MPH #2 Review (Mark Millar, Duncan Fegredo)


Roscoe, our “hero”, has escaped from prison thanks to a wonder-drug called MPH which makes him temporarily super-fast. He gets his own back on the drug-dealing boss who set him up for prison in the first place, before finding his girlfriend Rosa and best friend Chevy and introducing them to MPH. Together, they start having mind-blowing fun playing tag on the highway and getting their photos taken atop Daytona cars. No, they’re not 11 years old, technically they’re “grown ups”. 
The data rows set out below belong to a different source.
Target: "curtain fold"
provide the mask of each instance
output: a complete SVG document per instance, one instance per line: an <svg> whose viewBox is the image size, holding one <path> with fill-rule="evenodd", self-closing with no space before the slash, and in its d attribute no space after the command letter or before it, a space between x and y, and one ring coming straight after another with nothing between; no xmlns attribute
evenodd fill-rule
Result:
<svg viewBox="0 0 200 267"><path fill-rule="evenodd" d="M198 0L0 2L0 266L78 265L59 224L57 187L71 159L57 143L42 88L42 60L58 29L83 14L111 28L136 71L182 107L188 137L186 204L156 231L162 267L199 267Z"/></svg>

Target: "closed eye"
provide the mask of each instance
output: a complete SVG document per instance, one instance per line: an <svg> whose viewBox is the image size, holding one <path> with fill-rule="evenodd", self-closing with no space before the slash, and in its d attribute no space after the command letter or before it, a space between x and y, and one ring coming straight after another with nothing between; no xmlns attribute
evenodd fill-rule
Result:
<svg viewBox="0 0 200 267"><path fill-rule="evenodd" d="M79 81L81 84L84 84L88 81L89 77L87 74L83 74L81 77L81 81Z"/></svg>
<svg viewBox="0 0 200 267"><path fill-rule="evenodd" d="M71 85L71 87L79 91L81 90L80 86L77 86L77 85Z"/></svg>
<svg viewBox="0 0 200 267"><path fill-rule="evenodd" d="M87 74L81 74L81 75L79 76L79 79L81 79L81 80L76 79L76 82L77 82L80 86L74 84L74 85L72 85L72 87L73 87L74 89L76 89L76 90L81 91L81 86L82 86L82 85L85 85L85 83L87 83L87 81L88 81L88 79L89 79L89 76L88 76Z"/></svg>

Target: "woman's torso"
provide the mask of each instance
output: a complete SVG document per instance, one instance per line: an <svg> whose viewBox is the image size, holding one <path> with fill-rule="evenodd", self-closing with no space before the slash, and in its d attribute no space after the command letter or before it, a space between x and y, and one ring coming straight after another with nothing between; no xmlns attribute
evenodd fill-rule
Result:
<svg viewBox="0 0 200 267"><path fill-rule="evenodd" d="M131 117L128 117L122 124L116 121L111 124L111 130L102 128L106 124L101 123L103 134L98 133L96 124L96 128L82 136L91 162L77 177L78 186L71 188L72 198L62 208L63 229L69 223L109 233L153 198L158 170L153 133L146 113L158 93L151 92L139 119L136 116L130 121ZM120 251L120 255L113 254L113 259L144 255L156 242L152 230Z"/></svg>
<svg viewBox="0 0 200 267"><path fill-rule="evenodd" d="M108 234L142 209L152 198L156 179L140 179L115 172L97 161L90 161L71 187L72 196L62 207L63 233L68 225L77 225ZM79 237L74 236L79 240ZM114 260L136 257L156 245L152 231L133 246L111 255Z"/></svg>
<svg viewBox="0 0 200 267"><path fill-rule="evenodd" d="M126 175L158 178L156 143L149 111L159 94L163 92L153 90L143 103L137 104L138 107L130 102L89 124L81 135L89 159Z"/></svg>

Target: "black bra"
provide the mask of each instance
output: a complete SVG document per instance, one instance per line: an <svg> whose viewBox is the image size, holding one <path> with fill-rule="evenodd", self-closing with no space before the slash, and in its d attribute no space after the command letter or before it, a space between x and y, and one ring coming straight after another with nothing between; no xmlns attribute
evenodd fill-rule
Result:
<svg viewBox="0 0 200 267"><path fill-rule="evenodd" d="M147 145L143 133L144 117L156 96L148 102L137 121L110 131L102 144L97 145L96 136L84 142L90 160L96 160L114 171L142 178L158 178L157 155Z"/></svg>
Mark Millar somehow convinced a studio to buy this - this! - to make into a movie? It’s the story of shallow cretins doing shallow things with super-powers thrown in because that’s popular in movies today! MPH is garbage! It’s playing out as predictably as you’d expect - Roscoe and his pals are from bankrupt Detroit and have always dreamed of the “good life”, ie. mansion, expensive cars, etc. and being super-fast enables them to live it out, at least temporarily. Yeah… great. 

Am I supposed to be rooting for them because they grew up in tough neighbourhoods without the advantages of people who didn’t grow up in tough neighbourhoods? Because that’s not a reason to like a character. Not that they seem like real characters anyway - rather they come across as characters you’d get from watching The Wire, which is what I suspect Millar has done here. 
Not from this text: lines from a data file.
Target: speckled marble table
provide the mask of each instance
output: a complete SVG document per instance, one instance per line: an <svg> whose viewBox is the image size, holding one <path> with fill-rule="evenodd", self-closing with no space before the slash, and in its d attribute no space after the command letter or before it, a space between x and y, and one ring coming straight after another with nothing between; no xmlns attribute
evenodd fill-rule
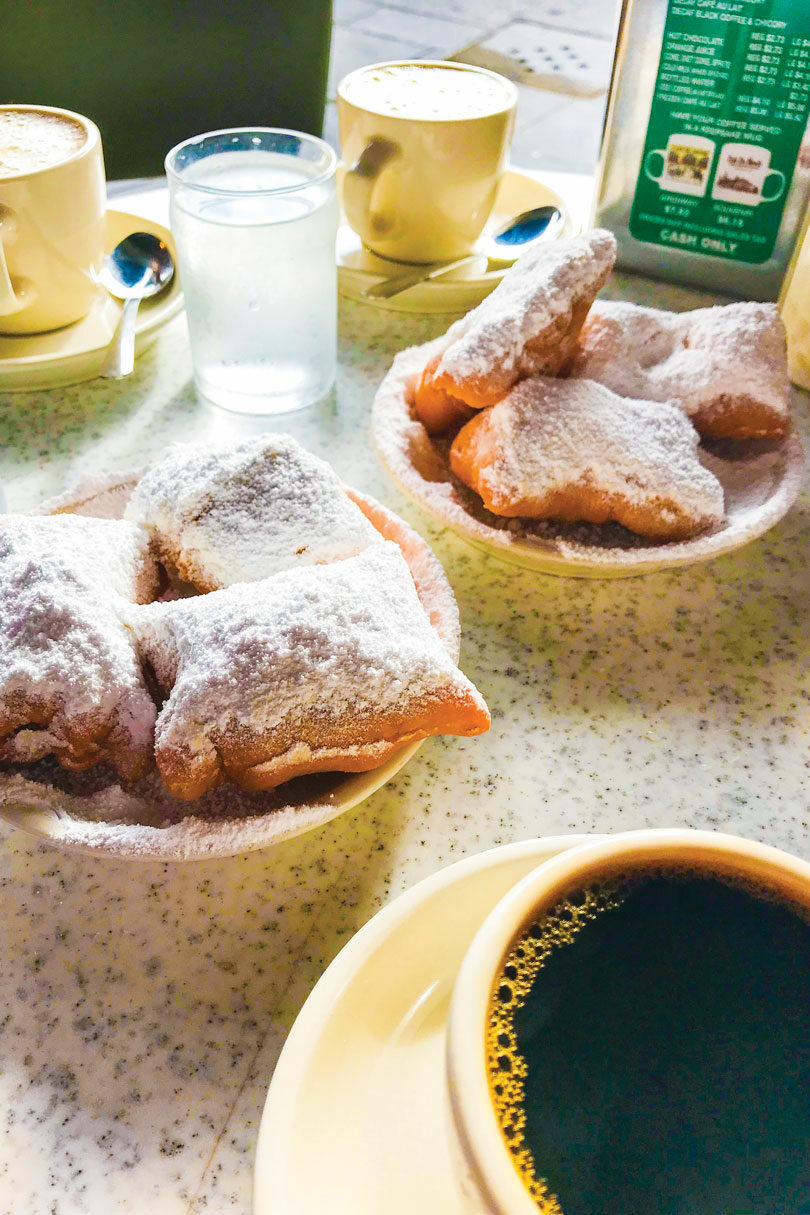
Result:
<svg viewBox="0 0 810 1215"><path fill-rule="evenodd" d="M276 428L429 538L492 730L432 740L362 806L232 860L101 862L3 829L2 1215L248 1212L268 1081L308 991L383 903L450 861L665 825L810 857L806 493L765 539L683 571L584 582L487 558L412 507L369 444L393 353L446 323L342 302L335 394ZM180 316L129 380L0 398L0 478L27 510L169 440L253 429L196 400Z"/></svg>

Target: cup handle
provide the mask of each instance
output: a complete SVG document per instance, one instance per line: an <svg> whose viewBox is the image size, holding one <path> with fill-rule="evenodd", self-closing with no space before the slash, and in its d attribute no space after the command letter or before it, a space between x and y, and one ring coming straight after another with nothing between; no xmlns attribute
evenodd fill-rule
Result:
<svg viewBox="0 0 810 1215"><path fill-rule="evenodd" d="M779 178L779 189L776 191L775 194L766 194L765 193L765 182L763 182L762 183L762 201L763 202L773 202L773 200L775 198L778 198L779 195L782 193L782 191L785 188L784 173L780 173L778 169L768 169L768 176L765 178L765 181L768 181L769 178L771 178L771 177Z"/></svg>
<svg viewBox="0 0 810 1215"><path fill-rule="evenodd" d="M654 181L656 184L658 184L660 182L661 178L664 176L664 169L662 166L661 172L658 174L657 177L655 176L654 173L651 173L650 168L649 168L649 163L648 163L651 156L660 156L665 165L667 163L667 154L663 148L651 148L650 151L647 153L647 155L644 157L645 174L647 175L647 177L649 177L650 181Z"/></svg>
<svg viewBox="0 0 810 1215"><path fill-rule="evenodd" d="M392 139L375 135L370 139L343 178L343 210L355 232L363 240L379 240L395 235L396 215L372 208L374 187L383 170L398 160L402 150Z"/></svg>
<svg viewBox="0 0 810 1215"><path fill-rule="evenodd" d="M34 284L28 279L18 279L16 285L11 281L3 252L3 237L8 240L13 235L14 212L0 205L0 316L22 312L23 308L34 302L37 294Z"/></svg>

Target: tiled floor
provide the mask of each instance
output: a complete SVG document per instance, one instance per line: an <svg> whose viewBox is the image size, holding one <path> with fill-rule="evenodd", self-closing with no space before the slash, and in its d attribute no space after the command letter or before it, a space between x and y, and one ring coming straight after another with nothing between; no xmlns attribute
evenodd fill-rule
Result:
<svg viewBox="0 0 810 1215"><path fill-rule="evenodd" d="M616 12L613 0L334 0L325 137L337 146L337 82L365 63L491 63L505 55L511 67L502 70L520 93L512 163L588 172L599 149Z"/></svg>

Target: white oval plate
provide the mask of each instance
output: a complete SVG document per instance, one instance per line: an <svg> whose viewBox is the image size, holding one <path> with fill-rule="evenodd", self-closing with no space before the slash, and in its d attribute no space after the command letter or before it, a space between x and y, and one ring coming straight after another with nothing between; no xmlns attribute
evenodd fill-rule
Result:
<svg viewBox="0 0 810 1215"><path fill-rule="evenodd" d="M132 232L151 232L169 246L175 274L169 286L154 299L144 300L135 326L135 355L151 346L160 329L183 307L177 274L177 252L168 228L142 215L107 211L105 247L115 248ZM86 317L51 333L25 336L0 334L0 391L32 392L62 388L94 379L101 370L107 347L121 317L122 304L99 287Z"/></svg>
<svg viewBox="0 0 810 1215"><path fill-rule="evenodd" d="M551 836L468 857L400 895L349 941L276 1065L254 1215L462 1215L444 1096L461 960L515 883L597 838Z"/></svg>
<svg viewBox="0 0 810 1215"><path fill-rule="evenodd" d="M135 476L78 487L46 504L49 512L120 518ZM422 606L454 661L459 654L458 608L444 570L412 528L373 498L348 491L386 539L395 540ZM135 790L113 777L62 773L62 787L22 770L0 773L0 819L70 851L132 860L190 861L267 848L320 827L389 781L419 750L409 743L385 764L356 775L333 773L289 781L247 794L223 785L193 804L171 798L153 774Z"/></svg>
<svg viewBox="0 0 810 1215"><path fill-rule="evenodd" d="M413 416L414 387L440 341L412 346L394 359L374 399L374 443L409 498L439 523L504 561L573 578L628 578L695 565L763 535L801 490L804 448L793 429L778 444L729 443L722 458L701 448L701 460L723 486L726 518L722 527L693 540L656 543L632 536L617 524L499 519L452 475L441 442L431 439Z"/></svg>

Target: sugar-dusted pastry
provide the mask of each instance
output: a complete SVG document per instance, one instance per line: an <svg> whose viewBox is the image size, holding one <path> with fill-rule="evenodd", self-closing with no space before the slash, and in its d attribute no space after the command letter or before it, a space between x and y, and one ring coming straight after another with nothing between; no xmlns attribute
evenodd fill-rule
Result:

And to see them spend the issue standing around a mansion fingering stolen goods? That’s not entertaining, nor was I thinking “hell, yeah good for them!” - I was wondering when Millar was going to stop being predictable and create some kind of story because this unimaginative crap doesn’t cut it.

The issue ends almost the same way the first one did, with a few words from the mysterious man under government watch, who now has a name: Springfield. Presumably he’s the guy who first used MPH in the ‘80s but Millar doesn’t really give much away so the endings to these two issues have been shrugs rather than gasps. Yeah, 50-ish guy talks cryptically - so what?

Millarworld has produced some stinkers over the last few years - The Secret Service being one of them, which has also bizarrely become a movie - but I would say MPH is Millar’s worst one in a while. Lazy and derivative, this series cannot end fast enough.